Elizabeth Marinheiro. Publicado em 4 de agosto de 2019 às 12:39

Quando…

        Quando uma linda placa, em minha homenagem, foi arrancada do Teatro Municipal Severino Cabral;

        Quando a mesma atitude foi tomada com relação à placa homenageando a vinda, a Campina Grande, do renomado Escritor português, FERNANDO NAMORA, por ocasião dos famosos Congressos Internacionais de Literatura,  Teoria/Crítica Literária, sugerida, inclusive, pelo inesquecível Tribuno RAIMUNDO ÁSFORA;

        Quando instâncias da UEPB, por unanimidade, me concederam o Título de Professora Emérita, porém, segundo fui informada, não passou pelo Departamento de Letras;

        Quando muitos territórios enqudraram-me no elenco dos excluídos;

        Quando tudo isto ocorre, a gente lembra não só que MEMÓRIA é o principal componente da HISTÓRIA, mas também discorda de EXUPERY: há pessoas grandes que são grandes de verdade. Mônica é Grande!

        Em mim, jamais haverá espaço para rancor, vingança e inveja; apenas uma raquítica mágoa, até porque sempre entreguei minha vida ao COMANDO DE DEUS.

        Com este olhar, quero agradecer a consagrada Empresária MÔNICA MANGUEIRA a espontânea Homenagem que me prestou no dia 25 de Julho p/p. Belíssima festa! Presença significativa das suas Convidadas, muitas delas, também, amigas minhas.
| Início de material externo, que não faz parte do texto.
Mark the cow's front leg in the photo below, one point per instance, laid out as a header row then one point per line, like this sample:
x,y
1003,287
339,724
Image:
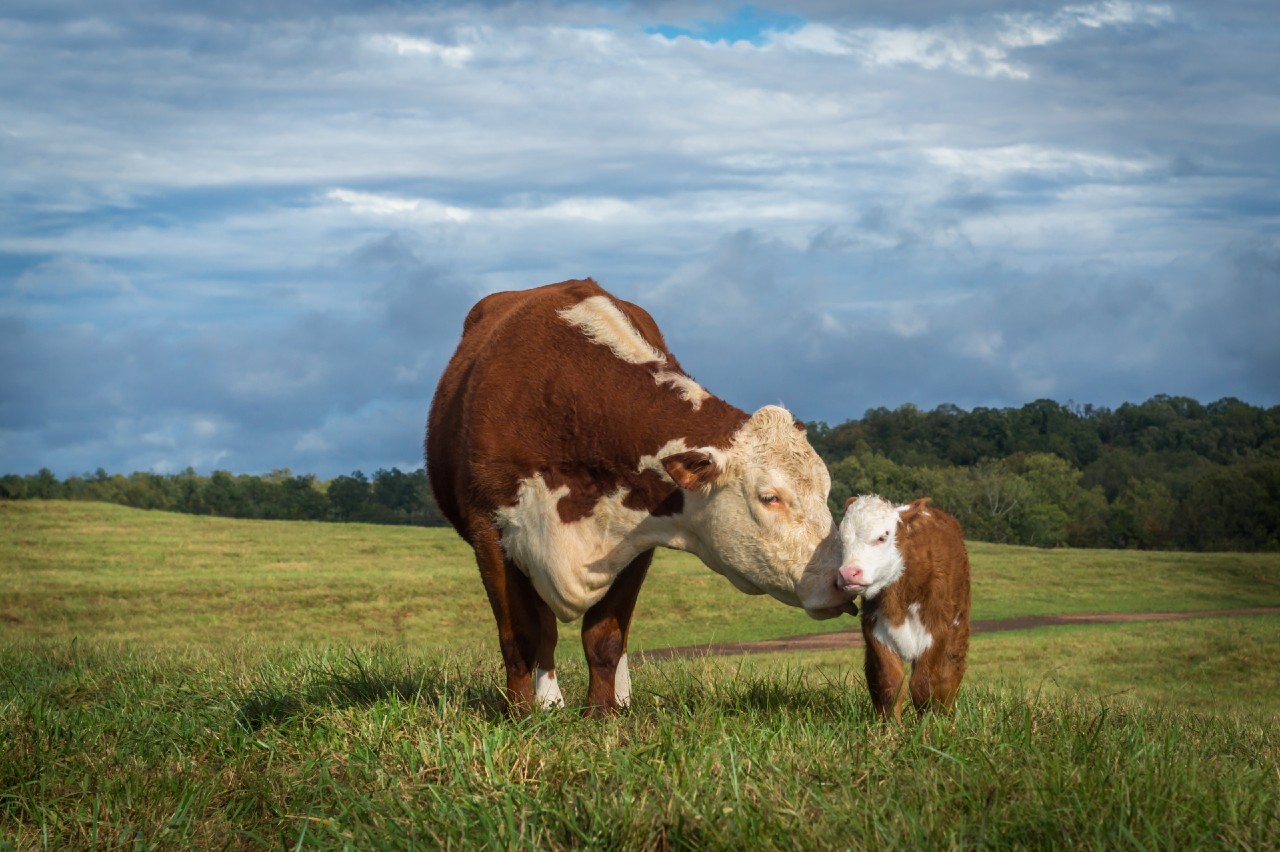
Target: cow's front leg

        Fui brilhantemente saudada pela Profa. Dra. EDILIANE, com semântica perfeita, dicção preciosa e postura Ética. Também li um pequeno texto, o qual irei transcrevê-lo nestas “Tessituras”, de acordo com o que afirmei na ocasião. Eí-lo:

        Mônica querida, Monsieur Marcos, filhos “sevilhanos” do casal, equipe de atendentes desta loja, convidadas de Mônica e minhas amigas:

        Falei loja, porém não estamos numa loja e sim no espaço onde Mônica representa o solidário, a espontaneidade e o despojamento. Solidariedade porque a cidade reconhece seu trabalho caritativo, a exemplo de sua ação hercúlea em favor da RFCC, tendo como companheiras Teresinha Diniz e Maria José. Detalhes? Dispenso… Espontaneidade não só pela acolhida carinhosa as suas clientes, bem como por este gesto de hoje. Oportuno acrescentar que não costumo pedir, encomendar ou comprar homenagens…

        Onde habitam o solidário, o espontâneo e o despojamento habita Mônica Mangueira! Agradecendo à Mônica e às amigos, citarei o nome de cada uma das presentes, tecendo o código onomástico do incomum Mestre ROLAND BARTHES, de quem tive a honra de ser aluna no “Collége de France”, conforme lembra a ilustre Profa. Dra. SUDAH (aqui citei o nome de todas as presentes).

        Resta-me pedir-lhes com toda a força de um pedido necessário e sincero: comprem estes livros mesmo que já os tenham. Ninguém tem a obrigação de nos ler; quem escreve escolhe a solidão do risco. Pode ser até um caso de rebeldia…

        Mesmo um tanto marginalizada, a LITERATURA é o espaço fundamental da expressão da diferença. Tem um poder  que nenhuma outra linguagem alcança, pois é fruto de percepção solitária, intuitiva e não pragmática da realidade. Prêmios? Não são decisões divinas; apenas momentos siginificativos para a LITERATURA. Também não se deve julgá-la pelo “sucesso” público. No momento em que a inteligência pára de pensar, chega a burrice e o “besteirol” coroa o mercado. Daí, a pavorosa imagem do Brasil lá fora. Daí, muitos escritores se bandeando para roteiros de TV. Prisioneiros da rabeira digital, pensam eles que irão encontrar o “Saint Graal”… Que lástima!

        Encerrando e com respeito ao signo BENEFICENTE, quero deixar claro que parte da renda dos livros destina-se a uma pobre cega (Socorro Borges), cujas referências ficam com Mônica, à disposição da comunidade presente e ausente; outra, em favor da 1ª Revista da I Seccional PEN da Paraíba.

        Querida Mônica, queridas amigas: recebam meu coração pleno de felicidade e cheio de gratidão.

 

        AO MEU LEITOR

        Peço-lhe licença para um agradecimento especial aos canônicos Jornalistas CELINO NETO e ABELARDO JUREMA, pelas eficazes notas sobre a homenagem que a Empresária MÔNICA MANGUEIRA e convidadas prestaram-me em 25 de julho p/p, pela passagem dos meus 60 anos (conforme enfatizou a Profa. Dra. SUDAH) de vida Literária. Um agradecer que vai direto para a competência do Dr. ROBERTO CAVALCANTI, na pessoa de quem saúdo todo o Sistema Correio de Comunicação, onde habitam a TV CORREIO e a eficiente Editora SONY LACERDA. Que DEUS os abençoe.